Las palabras de Maureen resonaron en el silencio. Apoyó las manos sobre las rodillas, unidas las palmas, y luego juntó los pies. Había dicho lo que se había propuesto, pero no sentía lo que había imaginado que sentiría, y necesitaba imponer un orden físico sobre la incómoda emoción que nacía en su interior.

El médico permanecía inmóvil. Maureen oyó llorar fuera a un niño y deseó con todas sus fuerzas que alguien lo cogiera en brazos.

—Todo indica que tenemos motivos sobrados para acudir a la policía. ¿Su esposo ha estado ingresado alguna vez en un psiquiátrico?

Maureen salió precipitadamente de la consulta médica, muerta de vergüenza. Al explicar tanto el pasado de Harold como su viaje, se había visto obligada por primera vez a ver las cosas desde el punto de vista de un tercero. La idea era una locura, algo de todo punto absurdo, pero no era Alzheimer. Tenía incluso algo de poético, aunque sólo fuera porque, por una vez en su vida, Harold estaba haciendo algo en lo que creía pese a tenerlo todo en contra. Maureen había acabado diciéndole al médico que necesitaba tiempo para pensárselo, y que quizá estuviera haciendo una montaña de un grano de arena. Harold envejecía, nada más. No tardaría en volver a casa. Quizá estuviera esperándola ya. Al salir de la consulta, llevaba una receta de somníferos para sí misma.

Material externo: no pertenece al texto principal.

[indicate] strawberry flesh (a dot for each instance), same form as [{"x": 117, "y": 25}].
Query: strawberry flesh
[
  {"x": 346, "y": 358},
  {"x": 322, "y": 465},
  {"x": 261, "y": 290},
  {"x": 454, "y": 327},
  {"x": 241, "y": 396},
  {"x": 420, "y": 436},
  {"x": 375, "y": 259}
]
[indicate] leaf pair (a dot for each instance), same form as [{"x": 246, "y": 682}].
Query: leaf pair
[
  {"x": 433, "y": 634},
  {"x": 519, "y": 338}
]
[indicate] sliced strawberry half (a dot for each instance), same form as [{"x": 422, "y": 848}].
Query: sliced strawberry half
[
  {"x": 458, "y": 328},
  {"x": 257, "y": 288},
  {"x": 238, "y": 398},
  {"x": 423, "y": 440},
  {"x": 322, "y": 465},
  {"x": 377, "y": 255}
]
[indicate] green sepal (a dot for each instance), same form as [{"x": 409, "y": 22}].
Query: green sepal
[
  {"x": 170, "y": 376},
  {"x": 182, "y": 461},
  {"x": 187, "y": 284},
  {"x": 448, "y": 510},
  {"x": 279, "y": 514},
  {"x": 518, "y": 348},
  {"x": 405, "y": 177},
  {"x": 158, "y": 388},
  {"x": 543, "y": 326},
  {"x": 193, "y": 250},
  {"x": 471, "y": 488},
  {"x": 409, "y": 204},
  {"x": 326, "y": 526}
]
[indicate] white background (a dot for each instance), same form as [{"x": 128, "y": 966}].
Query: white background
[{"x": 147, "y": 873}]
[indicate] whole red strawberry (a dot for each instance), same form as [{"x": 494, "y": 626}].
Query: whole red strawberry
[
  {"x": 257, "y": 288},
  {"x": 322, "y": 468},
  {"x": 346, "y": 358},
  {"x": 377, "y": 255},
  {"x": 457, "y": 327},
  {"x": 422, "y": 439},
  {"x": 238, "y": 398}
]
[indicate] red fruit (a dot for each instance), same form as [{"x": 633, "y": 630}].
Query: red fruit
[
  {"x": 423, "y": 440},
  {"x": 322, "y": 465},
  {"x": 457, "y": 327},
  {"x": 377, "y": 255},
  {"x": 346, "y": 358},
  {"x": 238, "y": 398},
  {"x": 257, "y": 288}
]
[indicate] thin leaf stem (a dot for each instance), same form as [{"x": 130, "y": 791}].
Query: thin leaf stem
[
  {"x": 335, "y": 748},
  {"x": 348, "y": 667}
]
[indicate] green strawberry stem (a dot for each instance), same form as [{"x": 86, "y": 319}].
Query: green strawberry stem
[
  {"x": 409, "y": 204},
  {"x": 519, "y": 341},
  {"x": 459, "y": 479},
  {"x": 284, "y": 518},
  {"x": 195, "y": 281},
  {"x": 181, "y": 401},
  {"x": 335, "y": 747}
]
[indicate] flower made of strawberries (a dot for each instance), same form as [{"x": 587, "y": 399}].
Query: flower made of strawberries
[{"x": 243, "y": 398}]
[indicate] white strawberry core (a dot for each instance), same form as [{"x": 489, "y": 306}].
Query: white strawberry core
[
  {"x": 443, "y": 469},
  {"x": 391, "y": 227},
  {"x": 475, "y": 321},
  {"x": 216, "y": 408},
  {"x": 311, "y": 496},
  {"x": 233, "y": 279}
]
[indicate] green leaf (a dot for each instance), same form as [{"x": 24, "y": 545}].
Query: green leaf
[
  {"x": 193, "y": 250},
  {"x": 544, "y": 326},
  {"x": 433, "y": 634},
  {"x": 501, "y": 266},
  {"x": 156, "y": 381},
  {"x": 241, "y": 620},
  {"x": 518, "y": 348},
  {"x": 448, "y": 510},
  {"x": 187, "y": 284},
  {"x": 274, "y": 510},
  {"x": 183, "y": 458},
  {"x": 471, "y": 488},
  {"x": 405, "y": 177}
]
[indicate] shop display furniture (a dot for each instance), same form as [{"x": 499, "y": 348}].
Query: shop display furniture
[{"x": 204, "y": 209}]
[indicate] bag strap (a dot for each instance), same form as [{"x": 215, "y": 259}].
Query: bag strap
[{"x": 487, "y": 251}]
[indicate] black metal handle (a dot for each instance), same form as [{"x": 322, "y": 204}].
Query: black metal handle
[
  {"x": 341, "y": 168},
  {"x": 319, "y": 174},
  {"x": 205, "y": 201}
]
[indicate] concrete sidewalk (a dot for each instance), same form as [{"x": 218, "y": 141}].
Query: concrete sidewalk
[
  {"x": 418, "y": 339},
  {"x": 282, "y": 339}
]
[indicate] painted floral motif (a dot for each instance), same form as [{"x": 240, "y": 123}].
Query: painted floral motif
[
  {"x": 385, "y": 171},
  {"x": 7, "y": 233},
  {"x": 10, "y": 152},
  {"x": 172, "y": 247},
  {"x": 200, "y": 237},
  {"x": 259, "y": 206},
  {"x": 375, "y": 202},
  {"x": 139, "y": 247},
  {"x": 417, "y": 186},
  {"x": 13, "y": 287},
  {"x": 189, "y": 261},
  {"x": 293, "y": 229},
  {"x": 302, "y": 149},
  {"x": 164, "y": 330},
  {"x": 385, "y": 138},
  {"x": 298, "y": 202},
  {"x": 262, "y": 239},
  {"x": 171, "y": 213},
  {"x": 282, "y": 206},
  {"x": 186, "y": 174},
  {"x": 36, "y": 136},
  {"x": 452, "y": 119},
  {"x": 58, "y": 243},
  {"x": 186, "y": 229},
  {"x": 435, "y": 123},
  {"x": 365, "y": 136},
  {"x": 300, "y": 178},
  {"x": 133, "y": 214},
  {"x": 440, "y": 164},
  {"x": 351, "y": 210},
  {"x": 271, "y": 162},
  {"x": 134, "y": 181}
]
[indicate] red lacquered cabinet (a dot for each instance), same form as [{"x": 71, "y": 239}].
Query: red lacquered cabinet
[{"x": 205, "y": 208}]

Mientras caminaba hacia el muelle, la verdad se le presentó con la claridad del rayo que rasga la oscuridad. Si había seguido al lado de Harold todos aquellos años no era por David. Ni siquiera porque su marido le inspirara lástima. Había seguido junto a él porque, por muy sola que se sintiera con Harold, el mundo sin él sería un lugar más desolado aún.

En el supermercado, compró una sola chuleta de cerdo y un brócoli que empezaba a amarillear.

—¿Algo más? —preguntó la cajera.

Maureen no podía hablar.

Al enfilar Fossebridge Road, pensó en el silencio que la esperaba en casa. En los recibos sin pagar, apilados de un modo ordenado pero no por ello menos inquietante. Su cuerpo se volvió pesado, sus pies lentos.

Cuando llegó a la verja del jardín, vio a Rex recortando el seto con las tijeras de podar.

—¿Cómo está el enfermo? —preguntó—. ¿Mejorando?

Maureen asintió en silencio y entró en casa.